The revision loop via route_after_critic is bounded by iteration <= 2 to prevent infinite cycles. In production, always set a maximum iteration count and log when the bound is hit — a draft that fails the critic three times is a signal that the task is ambiguous or the critic rubric needs calibration, not that more iterations will help.

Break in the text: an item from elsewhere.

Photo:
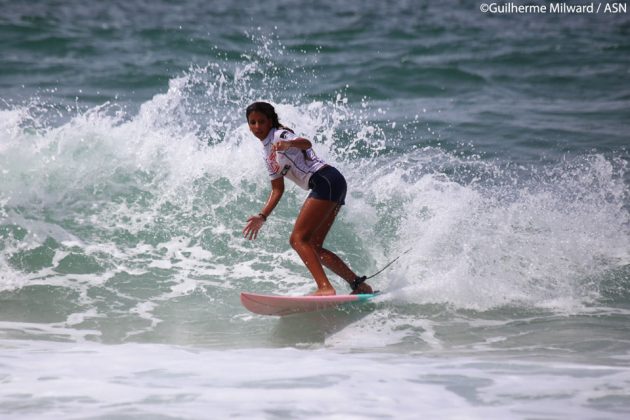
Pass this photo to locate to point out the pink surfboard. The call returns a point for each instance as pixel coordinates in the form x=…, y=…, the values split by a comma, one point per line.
x=287, y=305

Architecture diagram: orchestrator to specialist agents

The flow for a hierarchical multi-agent deployment looks like this:

Incoming task
      │
      ▼
Memory Loader ──── Redis (user prefs, long-term KV)
      │             pgvector (episodic summaries)
      ▼
  Supervisor / Orchestrator
      │
      ├──────────────────────────────────────┐
      ▼                                      ▼
Researcher Agent                   (parallel branch 2)
  └── pgvector retrieval tool         Additional specialist
  └── Web search MCP tool
      │
      ▼
Drafter Agent
  └── Generation LLM
      │
      ▼
Critic Agent
  └── Rubric evaluation LLM
  └── [HITL checkpoint if score < threshold]
      │
      ▼ (conditional: pass → executor / fail → drafter)
Executor Agent
  └── Finalise + write-back to long-term store
      │
      ▼
     END

The Memory Loader and Executor nodes bookend the pipeline: Memory Loader hydrates state from long-term stores before specialist agents run; Executor writes the completed output back to the long-term store (e.g. saving an episode summary to pgvector) so future runs can retrieve this interaction. This write-back step is the mechanism that makes memory accumulate over time rather than remaining static.